Note that several factors may affect the values on the annual plan, so the estimates you make can not be very reliable. It’s also possible that your PHA may not provide the information required for this estimate on their Annual Plan, or the Annual Plan may not be easy to access.
- Update your application information when necessary: It’s important that every information on your application is accurate as inaccurate information could lead to disqualification. Even after the initial eligibility check, the PHA will still review your application while on the waitlist.
Ensure that important information such as contact information, household members, and income is up to date by contacting the PHA office immediately anything changes. If you’re unable to receive notices from the PHA as a result of outdated contact details, your application could get terminated.
- Give immediate replies to notices sent by the PHA: PHA’s often purge their waitlists to be able to provide housing assistance to applicants as soon as possible. They do this by periodically sending messages through email or physical mail checking if the applicants on the waitlist are still interested in receiving assistance.
Failure to respond within the given timeframe following specific instructions will lead to your application being terminated.
- Apply to other PHA’s: After applying to one housing authority, you can apply to several others to expedite the time you’ll have to wait to receive a voucher. Some housing authorities may have a shorter waitlist or you may get a more favorable position on another waitlist. When doing this, however, ensure you stay updated with all applications.
What Happens When Your Application Reaches the Top of the Wait List?
When your application reaches the top of the waitlist, you will be invited for an in-person eligibility interview. You will be expected to come along with some necessary documents, so it’s advisable to prepare these documents beforehand to avoid delay. Here are some of the important documents you may be required to present at the interview:
- Proof of income: To prove your income eligibility, you will be required to present your recent consecutive pay stubs or a statement of your proof of income in notarized form. If you have more than one job, this may be a bit difficult to organize.
However, just arrange them in the best way you can and be ready to explain your work situation and earnings during the interview. This may also apply to every income earner in your household
- Recent bank statements: Your PHA may also require that you and every adult income earner of your household present your most recent bank statements from both savings and current accounts for detailed inspection.
- Photo ID for household members above the age of 18: Acceptable forms of photo ID include passports, state ID’s and driver’s licenses./li>
- Birth certificates: Your PHA may request birth certificates of all members of your household as proof of age and citizenship.
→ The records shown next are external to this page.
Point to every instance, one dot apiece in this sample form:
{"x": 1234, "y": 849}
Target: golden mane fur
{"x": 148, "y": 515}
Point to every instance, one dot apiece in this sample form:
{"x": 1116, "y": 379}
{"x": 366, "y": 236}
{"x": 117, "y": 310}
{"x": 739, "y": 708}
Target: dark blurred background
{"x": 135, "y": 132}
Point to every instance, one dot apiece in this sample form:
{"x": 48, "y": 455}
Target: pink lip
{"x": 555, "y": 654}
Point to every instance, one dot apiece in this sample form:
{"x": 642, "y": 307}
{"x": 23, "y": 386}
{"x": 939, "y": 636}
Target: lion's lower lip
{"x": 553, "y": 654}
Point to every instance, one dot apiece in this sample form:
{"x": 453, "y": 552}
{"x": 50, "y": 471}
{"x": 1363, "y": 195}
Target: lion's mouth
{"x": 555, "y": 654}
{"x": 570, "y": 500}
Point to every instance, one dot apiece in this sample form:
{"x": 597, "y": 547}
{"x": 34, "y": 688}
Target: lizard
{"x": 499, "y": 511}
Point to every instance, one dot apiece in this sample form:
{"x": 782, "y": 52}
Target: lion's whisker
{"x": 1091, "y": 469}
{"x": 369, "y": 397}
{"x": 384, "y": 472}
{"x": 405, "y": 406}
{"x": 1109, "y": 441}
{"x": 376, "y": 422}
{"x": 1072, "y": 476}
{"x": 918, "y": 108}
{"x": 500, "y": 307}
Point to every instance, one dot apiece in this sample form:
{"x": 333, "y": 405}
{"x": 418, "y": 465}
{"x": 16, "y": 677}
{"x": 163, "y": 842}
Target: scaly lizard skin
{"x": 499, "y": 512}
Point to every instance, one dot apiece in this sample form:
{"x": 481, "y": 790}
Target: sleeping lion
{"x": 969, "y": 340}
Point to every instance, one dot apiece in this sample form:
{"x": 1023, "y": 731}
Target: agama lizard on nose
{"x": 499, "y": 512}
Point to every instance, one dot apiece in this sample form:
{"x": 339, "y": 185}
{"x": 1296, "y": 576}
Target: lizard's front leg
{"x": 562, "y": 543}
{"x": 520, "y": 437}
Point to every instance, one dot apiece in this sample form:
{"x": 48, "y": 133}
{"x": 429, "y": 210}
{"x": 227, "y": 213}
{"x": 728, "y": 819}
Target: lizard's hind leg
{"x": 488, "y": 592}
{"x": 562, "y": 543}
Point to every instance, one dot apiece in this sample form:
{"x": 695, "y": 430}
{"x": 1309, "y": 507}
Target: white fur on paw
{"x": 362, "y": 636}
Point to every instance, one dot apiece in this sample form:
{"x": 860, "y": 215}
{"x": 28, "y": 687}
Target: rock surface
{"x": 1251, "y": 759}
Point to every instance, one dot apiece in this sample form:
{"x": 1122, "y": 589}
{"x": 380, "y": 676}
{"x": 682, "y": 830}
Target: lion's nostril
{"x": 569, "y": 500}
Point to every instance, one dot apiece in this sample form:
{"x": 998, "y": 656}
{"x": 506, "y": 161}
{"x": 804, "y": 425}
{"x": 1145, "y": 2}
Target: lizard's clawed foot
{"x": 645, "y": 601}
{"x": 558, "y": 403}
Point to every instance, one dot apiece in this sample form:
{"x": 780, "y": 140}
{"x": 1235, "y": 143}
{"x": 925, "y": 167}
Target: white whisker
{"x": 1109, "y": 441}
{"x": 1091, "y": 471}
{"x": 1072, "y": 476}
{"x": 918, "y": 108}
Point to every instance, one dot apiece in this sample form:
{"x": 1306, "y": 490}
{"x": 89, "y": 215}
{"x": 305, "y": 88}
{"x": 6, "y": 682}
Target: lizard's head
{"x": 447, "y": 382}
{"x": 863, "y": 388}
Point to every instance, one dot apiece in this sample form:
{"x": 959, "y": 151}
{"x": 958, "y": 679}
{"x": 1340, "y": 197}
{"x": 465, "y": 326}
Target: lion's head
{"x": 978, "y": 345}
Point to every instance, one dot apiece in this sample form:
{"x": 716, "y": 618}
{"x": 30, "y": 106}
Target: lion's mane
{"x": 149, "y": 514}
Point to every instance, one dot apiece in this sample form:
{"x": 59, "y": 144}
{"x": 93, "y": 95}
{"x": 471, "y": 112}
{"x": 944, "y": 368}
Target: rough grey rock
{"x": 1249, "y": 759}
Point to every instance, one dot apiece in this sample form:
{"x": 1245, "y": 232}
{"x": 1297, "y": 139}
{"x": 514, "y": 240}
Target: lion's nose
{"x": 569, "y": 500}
- Social Security cards: It’s important to prepare this beforehand because if you or any member of your household has lost their SSN card, it could take weeks to replace.
- Retirement award letter: You will be required to present this document if you receive any Social Security benefits.
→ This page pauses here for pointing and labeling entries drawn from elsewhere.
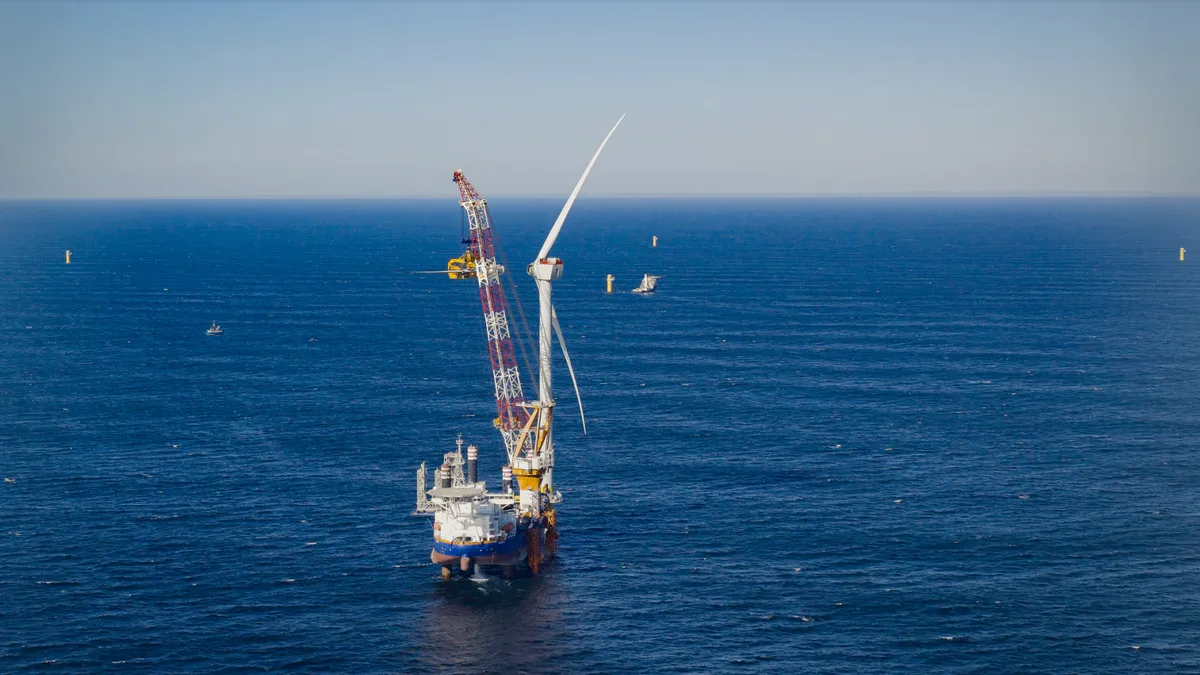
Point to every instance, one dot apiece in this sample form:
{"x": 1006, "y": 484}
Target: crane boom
{"x": 510, "y": 405}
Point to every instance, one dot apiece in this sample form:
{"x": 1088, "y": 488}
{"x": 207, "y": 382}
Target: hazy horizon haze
{"x": 375, "y": 100}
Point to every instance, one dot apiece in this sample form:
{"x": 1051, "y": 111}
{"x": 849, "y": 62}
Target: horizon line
{"x": 1024, "y": 195}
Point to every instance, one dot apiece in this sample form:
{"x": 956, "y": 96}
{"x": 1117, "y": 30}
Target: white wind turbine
{"x": 545, "y": 270}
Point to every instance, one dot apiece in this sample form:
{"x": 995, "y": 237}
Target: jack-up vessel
{"x": 516, "y": 525}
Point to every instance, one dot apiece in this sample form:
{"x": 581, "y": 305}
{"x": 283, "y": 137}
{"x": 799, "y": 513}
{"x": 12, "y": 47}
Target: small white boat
{"x": 648, "y": 284}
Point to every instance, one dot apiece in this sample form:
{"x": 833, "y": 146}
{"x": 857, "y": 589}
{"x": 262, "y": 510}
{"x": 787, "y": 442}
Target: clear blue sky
{"x": 385, "y": 99}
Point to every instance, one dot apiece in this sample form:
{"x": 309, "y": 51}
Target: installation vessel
{"x": 517, "y": 524}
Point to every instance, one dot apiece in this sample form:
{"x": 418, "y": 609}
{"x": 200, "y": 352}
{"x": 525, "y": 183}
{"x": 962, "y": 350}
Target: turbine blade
{"x": 567, "y": 357}
{"x": 570, "y": 201}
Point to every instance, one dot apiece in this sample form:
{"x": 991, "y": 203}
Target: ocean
{"x": 844, "y": 436}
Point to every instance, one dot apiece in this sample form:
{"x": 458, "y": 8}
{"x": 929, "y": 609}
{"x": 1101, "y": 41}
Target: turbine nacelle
{"x": 546, "y": 269}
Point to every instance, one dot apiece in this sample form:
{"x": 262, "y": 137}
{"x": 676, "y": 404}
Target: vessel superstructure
{"x": 517, "y": 523}
{"x": 649, "y": 282}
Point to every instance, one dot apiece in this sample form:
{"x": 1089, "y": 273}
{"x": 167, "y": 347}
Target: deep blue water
{"x": 928, "y": 436}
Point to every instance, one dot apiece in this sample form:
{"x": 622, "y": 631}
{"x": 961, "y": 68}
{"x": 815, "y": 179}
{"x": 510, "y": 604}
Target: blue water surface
{"x": 845, "y": 436}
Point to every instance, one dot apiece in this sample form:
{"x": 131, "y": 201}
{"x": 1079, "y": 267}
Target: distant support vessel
{"x": 649, "y": 282}
{"x": 517, "y": 524}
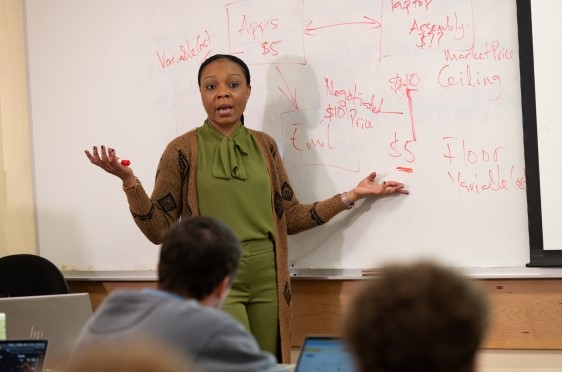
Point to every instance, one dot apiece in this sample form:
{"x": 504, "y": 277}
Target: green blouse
{"x": 233, "y": 182}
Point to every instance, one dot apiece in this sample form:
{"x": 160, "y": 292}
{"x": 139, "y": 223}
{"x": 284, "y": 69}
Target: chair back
{"x": 30, "y": 275}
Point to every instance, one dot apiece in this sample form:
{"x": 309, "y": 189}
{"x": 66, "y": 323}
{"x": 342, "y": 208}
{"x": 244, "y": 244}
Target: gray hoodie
{"x": 209, "y": 337}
- Public assistance award letters: If your household receives any public benefits like Medicare, TANF, Medicaid, or SNAP, you may be required to provide the award letters for all of them.
If you make it to the top of the waiting list through the Priority Waitlist, you’ll need to provide documents to prove your situation. This may include
- Verification of Displacement
- Verification of Military Status
- Documentation of Disability
Ensure that you adhere to the date and other instructions given. Failure to attend your scheduled appointment will lead to disqualification and you’ll have to begin your application all over again.